There’s good reason why in the last years my only glass of whiskey in the year slips down my throat for Christmas. The many inane conversations on politics and social morality only get so far over the rest of the year.
Now they drain the last out of me.
After dinner, I wonder why my body is not somewhere in a rocking chair by a fire, a large pot of herbal tea by my side and the rest of the family singing.
With a big sigh I lift myself off the sofa and escape for a long, burning shower.
Surface pain gone, my hair wrapped in a towel, I go downstairs again, only my brother sleeping on the sofa, with the music blasting out the loudspeakers next door. Quietly (not that it mattered) I go on the hunt for a whiskey glass, only traditional cherry glasses hmmm forget principles, that will do. A second later I open the single malt he got me and pour it in.

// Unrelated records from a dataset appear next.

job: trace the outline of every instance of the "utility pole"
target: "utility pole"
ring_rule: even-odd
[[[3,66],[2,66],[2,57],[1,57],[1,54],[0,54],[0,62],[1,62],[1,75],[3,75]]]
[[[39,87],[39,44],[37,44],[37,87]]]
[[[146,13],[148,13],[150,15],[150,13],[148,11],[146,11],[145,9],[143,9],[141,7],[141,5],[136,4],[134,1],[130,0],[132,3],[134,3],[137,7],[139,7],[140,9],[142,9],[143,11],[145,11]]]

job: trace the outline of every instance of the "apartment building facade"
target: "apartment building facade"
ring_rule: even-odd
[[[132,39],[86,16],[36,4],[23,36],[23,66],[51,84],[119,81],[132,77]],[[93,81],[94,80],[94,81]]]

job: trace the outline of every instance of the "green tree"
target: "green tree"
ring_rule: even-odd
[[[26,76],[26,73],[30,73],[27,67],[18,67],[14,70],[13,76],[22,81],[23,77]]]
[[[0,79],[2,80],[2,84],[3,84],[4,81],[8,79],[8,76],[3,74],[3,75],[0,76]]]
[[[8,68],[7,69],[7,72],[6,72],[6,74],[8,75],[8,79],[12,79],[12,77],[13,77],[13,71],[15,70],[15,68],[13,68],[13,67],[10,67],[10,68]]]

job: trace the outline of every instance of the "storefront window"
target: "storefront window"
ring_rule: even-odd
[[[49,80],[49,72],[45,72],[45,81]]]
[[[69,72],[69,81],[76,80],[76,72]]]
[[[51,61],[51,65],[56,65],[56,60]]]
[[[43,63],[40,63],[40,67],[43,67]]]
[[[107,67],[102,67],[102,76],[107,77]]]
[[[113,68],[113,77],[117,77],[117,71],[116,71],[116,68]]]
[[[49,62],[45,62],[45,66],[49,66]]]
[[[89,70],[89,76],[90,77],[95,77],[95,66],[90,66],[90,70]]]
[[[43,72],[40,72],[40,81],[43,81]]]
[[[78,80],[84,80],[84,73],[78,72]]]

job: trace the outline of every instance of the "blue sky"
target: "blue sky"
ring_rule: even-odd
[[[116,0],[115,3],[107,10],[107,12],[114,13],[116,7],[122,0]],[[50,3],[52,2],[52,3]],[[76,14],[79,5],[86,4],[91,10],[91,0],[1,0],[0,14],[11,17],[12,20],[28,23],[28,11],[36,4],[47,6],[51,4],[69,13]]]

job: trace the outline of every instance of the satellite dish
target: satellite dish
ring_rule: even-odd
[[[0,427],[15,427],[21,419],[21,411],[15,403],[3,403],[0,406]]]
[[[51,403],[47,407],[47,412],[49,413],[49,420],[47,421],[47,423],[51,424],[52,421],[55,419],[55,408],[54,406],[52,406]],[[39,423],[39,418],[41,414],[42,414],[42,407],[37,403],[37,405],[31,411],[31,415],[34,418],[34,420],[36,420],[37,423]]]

With my right hand gently swaying the glass and my left propping up my head, I sip on the warm, brown liquid, watching the outlines of my brother sleeping.
Just a moment, just that moment I need to shift my perspective again…that’s how it’s always been…my soul’s mission amongst those who prefer their own little world over the truth, those who lost all contact to the ancient ways.
Why would I need someone to understand or care about the lunar cycle or why the light stands still for this time of year…
I know. A sigh escapes my lips without a sound: yes, if anyone can survive this, it’s me, if anyone can show them, it’s me.
I hold on to the glass, put the bottle back on the table and walk upstairs. Back in the guest room, my hand grabs the brass handle of the window, pushes it down and puts the whiskey on the window sill outside.
Black all around, the sound of the pine not far away reminds me that the mission has never changed in thirty years, it never will, yet the moon cannot be the only one on this path.